However, writing C++ code is already complex, and writing strongly-exception-safe code makes it even more complex.
To be fair, writing such code isn't just an issue where exceptions are used. Writing code without involving exceptions, that can just as equally fail to acquire resources for the same reasons, needs about as much work to ensure correctness.
It's not just resource handling code. The point there is kind of that if you choose to use C++ exceptions in your project, then you have to think about exception-safety in every function, not just in resource handling ones. e.g. Given a made up class with some invariant, in it's functions, we have to think about whether every other function that it calls throws or not.
void Widget::SetHealth( float value )
{
//class invariant: m_integerHealth == floor(m_realHealth)
m_integerHealth = (int)floor(value);
UpdateHealthHUD( m_integerHealth );//if this throws, the invariant is broken. Can/does it throw?
m_realHealth = value;
}
The fix for the above code is pretty simple -- update both members before calling the HUD function, but that's not the point. Given that C++98 / C++03 give you no solid way to know whether a function throws or not (C++11 fixes this somewhat), this is a mental burden that companies/projects/people have the choice of opting out from, by simply shunning C++ exceptions, which in my experience has been a common choice. Contrast this to C#, where the IDE can very quickly tell me whether a function throws, and what specific exceptions is can throw -- in that case, the burden of writing safe code is lessened.
Even some nice safe looking C++11 code like this is actually a potential memory leak, if one of the constructors throws. C++ likes to set traps like that
f( std::unique_ptr<T1>{ new T1 }, std::unique_ptr<T2>{ new T2 } ); //looks safe; can leak
And on the topic of the rule of 3, more often than defining all 3, I just do the destructor, and inherit noncopyable to prevent any chance of the other two causing trouble later.
Same here With new classes, I usually follow YAGNI, and start off by inheriting a noncopyable base unless it's obvious that clones need to be made. Also, the RO3 isn't needed for most classes, as long as you use it in your RAII smart-pointers and containers -- from that point on, the rest of your classes can be composed out of these RAII objects, meaning they don't need destructors. So, the vast majority of my classes remain non-copyable and don't have explicit destructors, which takes care of the RO3.
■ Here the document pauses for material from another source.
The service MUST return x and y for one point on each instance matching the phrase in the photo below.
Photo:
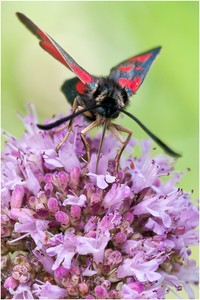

When using copy & swap, no needless self-assignment checks have to be performed ( if( &cp == this ) return *this; )
You may still want to include a self-assignment check, even though the code still works without one. For example, if you have 100 member variables, each of which is expensive to copy and/or swap, then this check will act as a healthy optimization.
A copy-constructor's initialisation list will execute noticably faster than manually assigning values.
Only if those members are default initialized and then later assigned. If the members are primitive types, then they're not initialized by default, so using either initialization or assignment will be exactly equivalent.
copy & swap is guaranteed to be exception safe
The standard says that std::swap should never throw... but a clumsy programmer can still write a swap function for their own class (which overrides std::swap via ADL), which breaks this rule and throws exceptions. You need to have trust in all the programmers on the project that they actually will write nothrow swap functions.